MR. COURTENAY WARNER (Staffordshire, Lichfield)

congratulated the Secretary to the Board of Trade on having made some arrangement in regard to this particular Bill; but he hoped that the Bill would not be taken as a precedent. Very stringent conditions ought to be laid down in such Bills in regard to public companies taking water. There was no doubt that land had been permanently injured by public companies taking water from deep wells, and the private interests of farmers had suffered very severely therefrom.

MR. MORTON (Sutherland)

said he wished to protest against the attempt of the Secretary to the Board of Trade to prevent opposition to such Bills Second Reading as this. The right hon. Gentleman must know that people interested in such Bills could not find the money to oppose a wealthy public company in Committee. The Board of Trade officials were paid to look after the interests of the public in an impartial way and not to act or to seem to act on behalf of any company whatever.

MR. CLOUGH (Yorkshire, W.R., Skipton)

wished to ask, as a point of order, whether it was a rule, Written or unwritten or a point of honour, that no hon.
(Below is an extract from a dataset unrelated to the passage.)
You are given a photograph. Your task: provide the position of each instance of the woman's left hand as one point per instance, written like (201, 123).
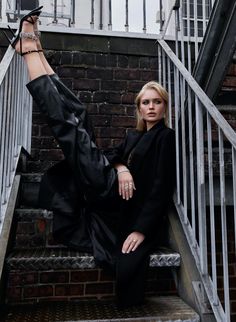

Member who was a shareholder in the london and Brighton Railway should vote upon a bill promoted by the company in which he had a financial interest.

MR. SPEAKER

The hon. Member has put to me rather a difficult Question, and as it does not immediately arise on this Bill, I would rather defer the reply to it until the actual occasion arises. It is always open to the House to strike out the name of an hon. Member who happens to have voted in a division when that Member has been directly furthering his pecuniary interests by the vote which he has given. On each question, as it arises, it is for the House to decide.

Amendment, by leave, withdrawn.

Original Question put, and agreed to.